Ballpark Home Of Toronto’s Blue Jays Getting $300M More In Fan Experience Upgrades

August 10, 2022 by Dave Haynes

There have been a number of sports and entertainment stadiums and arenas in North America that have been demolished or deemed outdated and then vacated in favor of flashy, very expensive n ew digs, so it’s almost refreshing to read that a 33-year-old building is getting renovated for $300 million instead of replaced with a $1B+ palace.

It’s even more refreshing that the reno is being funded privately instead of by taxpayers.

That’s the case with plans announced to upgrade the Rogers Centre in Toronto, which older crowds may know better as Skydome – one of the first stadiums to have a roof that could be opened up on nice weather days and enclosed when that made sense. The stadium in downtown Toronto is home to baseball’s Blue Jays, and does everything from big concerts to monster truck shows.

I mention this because the conceptual drawings suggest – and logic dictates – that there will be a lot of new or refreshed digital in the seating bowl, the suites and the public concourses. So a lot of displays, a lot of IPTV and a lot of software licenses for vendors to chase (assuming that deal’s not already done).

MLB’s website/blog reports:

With a $300 million renovation that will take place over the next two off-seasons, the Blue Jays plan to transform the stadium into a true ballpark with modernized fan experiences and enhanced player facilities. The project, which is privately funded and the first large-scale renovation in the building’s history, will begin this winter.

“It’s going to be a dramatically different look on Opening Day of 2023,” Blue Jays president/CEO Mark Shapiro told reporters at Rogers Centre on Thursday. “The largest focus [is] modernizing fan experience. Taking a 1980s perspective of what an experience was, and turning that into a 2020s [notion] and beyond of what compelling fan experience should be in our modern sports entertainment landscape.”
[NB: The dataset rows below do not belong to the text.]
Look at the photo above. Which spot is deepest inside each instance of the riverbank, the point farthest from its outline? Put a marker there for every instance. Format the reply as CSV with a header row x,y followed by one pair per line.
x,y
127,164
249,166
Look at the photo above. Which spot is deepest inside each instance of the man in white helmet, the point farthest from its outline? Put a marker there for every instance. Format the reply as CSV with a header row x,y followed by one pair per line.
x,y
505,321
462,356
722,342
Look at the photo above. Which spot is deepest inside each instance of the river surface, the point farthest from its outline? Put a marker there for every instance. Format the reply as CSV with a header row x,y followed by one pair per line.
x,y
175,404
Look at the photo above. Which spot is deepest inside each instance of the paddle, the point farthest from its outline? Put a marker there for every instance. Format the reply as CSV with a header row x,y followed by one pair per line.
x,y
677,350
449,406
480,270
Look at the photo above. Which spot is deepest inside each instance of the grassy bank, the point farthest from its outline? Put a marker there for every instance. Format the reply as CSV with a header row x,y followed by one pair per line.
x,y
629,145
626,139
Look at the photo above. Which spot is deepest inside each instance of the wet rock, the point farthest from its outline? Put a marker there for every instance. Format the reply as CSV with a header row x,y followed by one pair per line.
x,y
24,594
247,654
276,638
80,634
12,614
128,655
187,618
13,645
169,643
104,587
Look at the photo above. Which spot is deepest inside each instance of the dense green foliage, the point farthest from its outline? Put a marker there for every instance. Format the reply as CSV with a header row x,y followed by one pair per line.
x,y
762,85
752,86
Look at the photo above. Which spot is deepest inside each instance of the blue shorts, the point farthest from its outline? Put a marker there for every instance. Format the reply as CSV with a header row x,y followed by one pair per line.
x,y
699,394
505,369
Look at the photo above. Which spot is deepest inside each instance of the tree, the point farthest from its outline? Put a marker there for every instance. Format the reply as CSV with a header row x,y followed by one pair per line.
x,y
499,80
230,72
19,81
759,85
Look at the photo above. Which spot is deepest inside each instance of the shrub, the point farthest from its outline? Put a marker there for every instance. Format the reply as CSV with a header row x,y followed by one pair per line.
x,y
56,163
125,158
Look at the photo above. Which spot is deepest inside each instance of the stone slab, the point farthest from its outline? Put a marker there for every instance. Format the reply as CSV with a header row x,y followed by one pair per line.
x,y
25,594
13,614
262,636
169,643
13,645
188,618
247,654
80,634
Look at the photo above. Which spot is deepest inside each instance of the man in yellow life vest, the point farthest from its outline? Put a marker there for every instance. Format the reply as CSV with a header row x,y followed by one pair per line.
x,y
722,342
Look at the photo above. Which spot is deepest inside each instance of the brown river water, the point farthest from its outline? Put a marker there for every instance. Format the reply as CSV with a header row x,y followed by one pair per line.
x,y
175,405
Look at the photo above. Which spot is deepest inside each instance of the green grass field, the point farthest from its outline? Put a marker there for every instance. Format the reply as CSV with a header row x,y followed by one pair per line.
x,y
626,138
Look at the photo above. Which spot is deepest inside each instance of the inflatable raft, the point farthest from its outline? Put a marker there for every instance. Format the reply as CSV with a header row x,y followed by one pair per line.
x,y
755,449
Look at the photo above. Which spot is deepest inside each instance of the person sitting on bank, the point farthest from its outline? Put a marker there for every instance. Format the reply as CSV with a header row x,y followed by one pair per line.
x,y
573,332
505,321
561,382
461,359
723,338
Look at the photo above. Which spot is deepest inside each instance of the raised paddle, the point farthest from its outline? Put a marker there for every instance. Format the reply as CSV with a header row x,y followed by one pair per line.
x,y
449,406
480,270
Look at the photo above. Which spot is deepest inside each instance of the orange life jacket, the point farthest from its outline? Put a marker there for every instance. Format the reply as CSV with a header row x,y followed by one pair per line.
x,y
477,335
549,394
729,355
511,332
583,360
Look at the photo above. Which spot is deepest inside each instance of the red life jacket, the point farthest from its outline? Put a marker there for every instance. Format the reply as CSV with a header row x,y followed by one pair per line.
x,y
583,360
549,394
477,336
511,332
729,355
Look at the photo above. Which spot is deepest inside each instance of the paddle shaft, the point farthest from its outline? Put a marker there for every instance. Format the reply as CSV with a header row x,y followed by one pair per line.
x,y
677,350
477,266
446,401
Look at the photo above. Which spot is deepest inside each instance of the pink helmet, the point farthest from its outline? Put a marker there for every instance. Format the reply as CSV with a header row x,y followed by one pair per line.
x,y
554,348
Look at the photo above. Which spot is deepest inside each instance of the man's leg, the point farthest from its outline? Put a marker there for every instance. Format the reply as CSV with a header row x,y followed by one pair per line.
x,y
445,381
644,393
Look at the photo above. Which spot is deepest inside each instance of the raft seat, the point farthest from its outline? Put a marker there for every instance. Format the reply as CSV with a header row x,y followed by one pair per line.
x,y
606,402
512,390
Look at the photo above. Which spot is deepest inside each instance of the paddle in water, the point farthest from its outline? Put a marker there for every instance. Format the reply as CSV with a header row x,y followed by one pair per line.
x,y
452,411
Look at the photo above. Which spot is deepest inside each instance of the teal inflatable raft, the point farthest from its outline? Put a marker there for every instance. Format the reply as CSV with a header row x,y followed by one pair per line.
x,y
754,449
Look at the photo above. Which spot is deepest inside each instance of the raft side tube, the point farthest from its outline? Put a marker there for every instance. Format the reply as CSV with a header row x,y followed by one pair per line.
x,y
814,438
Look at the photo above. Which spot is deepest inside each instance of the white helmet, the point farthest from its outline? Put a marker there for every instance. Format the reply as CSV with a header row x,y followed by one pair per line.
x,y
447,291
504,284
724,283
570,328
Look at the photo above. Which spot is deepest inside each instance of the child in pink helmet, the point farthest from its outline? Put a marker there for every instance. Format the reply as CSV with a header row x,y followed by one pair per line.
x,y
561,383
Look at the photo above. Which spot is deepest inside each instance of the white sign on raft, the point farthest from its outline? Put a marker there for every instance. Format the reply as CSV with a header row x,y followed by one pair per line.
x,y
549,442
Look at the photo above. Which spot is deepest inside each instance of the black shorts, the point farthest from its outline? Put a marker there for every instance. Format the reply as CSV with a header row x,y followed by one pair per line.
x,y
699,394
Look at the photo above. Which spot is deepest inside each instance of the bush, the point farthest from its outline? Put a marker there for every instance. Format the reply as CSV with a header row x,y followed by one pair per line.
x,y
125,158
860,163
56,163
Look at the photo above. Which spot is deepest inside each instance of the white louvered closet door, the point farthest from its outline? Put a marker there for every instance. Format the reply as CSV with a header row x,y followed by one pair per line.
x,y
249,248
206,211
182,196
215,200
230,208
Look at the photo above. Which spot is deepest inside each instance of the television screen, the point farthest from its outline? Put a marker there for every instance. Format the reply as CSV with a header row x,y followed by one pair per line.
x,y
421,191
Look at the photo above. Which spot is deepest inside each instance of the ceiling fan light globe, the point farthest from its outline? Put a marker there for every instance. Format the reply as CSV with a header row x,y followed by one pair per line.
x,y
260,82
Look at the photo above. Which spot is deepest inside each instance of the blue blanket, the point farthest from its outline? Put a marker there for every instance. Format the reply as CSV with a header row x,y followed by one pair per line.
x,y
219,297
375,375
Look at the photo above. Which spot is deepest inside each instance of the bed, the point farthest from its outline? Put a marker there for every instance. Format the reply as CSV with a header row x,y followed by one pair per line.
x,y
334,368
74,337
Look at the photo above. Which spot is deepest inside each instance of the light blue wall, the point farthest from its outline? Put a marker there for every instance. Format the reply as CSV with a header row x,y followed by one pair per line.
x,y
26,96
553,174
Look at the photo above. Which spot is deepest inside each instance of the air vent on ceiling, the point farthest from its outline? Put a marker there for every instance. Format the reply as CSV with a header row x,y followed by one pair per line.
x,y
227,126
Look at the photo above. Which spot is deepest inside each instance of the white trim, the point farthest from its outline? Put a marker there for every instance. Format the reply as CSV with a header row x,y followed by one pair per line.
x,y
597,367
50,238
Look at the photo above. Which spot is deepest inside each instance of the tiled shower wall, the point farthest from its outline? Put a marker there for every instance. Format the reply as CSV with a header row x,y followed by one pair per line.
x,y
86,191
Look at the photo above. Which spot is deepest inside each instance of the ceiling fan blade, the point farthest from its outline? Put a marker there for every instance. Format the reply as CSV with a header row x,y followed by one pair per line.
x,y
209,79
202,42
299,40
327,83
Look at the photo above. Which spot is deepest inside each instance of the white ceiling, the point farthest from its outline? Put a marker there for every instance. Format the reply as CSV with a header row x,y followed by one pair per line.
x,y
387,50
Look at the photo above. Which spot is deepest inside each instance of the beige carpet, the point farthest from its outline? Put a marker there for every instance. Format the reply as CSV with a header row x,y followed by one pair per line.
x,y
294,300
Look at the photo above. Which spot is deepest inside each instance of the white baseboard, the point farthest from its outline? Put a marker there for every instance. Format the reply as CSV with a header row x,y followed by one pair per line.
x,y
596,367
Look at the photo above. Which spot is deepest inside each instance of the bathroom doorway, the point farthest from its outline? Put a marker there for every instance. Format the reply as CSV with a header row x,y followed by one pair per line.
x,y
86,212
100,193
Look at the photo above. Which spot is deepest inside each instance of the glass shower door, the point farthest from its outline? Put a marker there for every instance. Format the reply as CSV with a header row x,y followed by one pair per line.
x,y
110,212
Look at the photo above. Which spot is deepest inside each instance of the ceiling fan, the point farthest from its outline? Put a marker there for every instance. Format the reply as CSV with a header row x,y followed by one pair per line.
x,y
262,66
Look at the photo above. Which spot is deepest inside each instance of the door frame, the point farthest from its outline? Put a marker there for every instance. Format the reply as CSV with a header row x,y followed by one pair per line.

Shapiro also notes that this is not the only upgrade in the works (and maybe there will be a new ballpark down the road) …

But this announcement doesn’t change the organization’s long-term plan to overhaul the current stadium, either by building an entirely new ballpark at another Toronto location or by investing in even larger renovations for the current one.

“This is a medium-term solution,” Shapiro told reporters. “What does that mean? I’m not sure I can put an exact year on that, but 10-12 years, something in that time frame. We still will need, at some point, the undertaking of: What does a new ballpark or a massive renovation of this existing stadium mean?”

This $300M seems to be different money from than the $200M in upgrades at the same building announced this spring, notably for a lot of new LED displays facing fans – all of that done by Daktronics.

The AV upgrades were guided by a company called Anthony James Partners, self-described as an industry leading owner’s representative and AV consultant. So if you were chasing some of this business – like maybe concessions menu displays – that company would likely be a good place to start.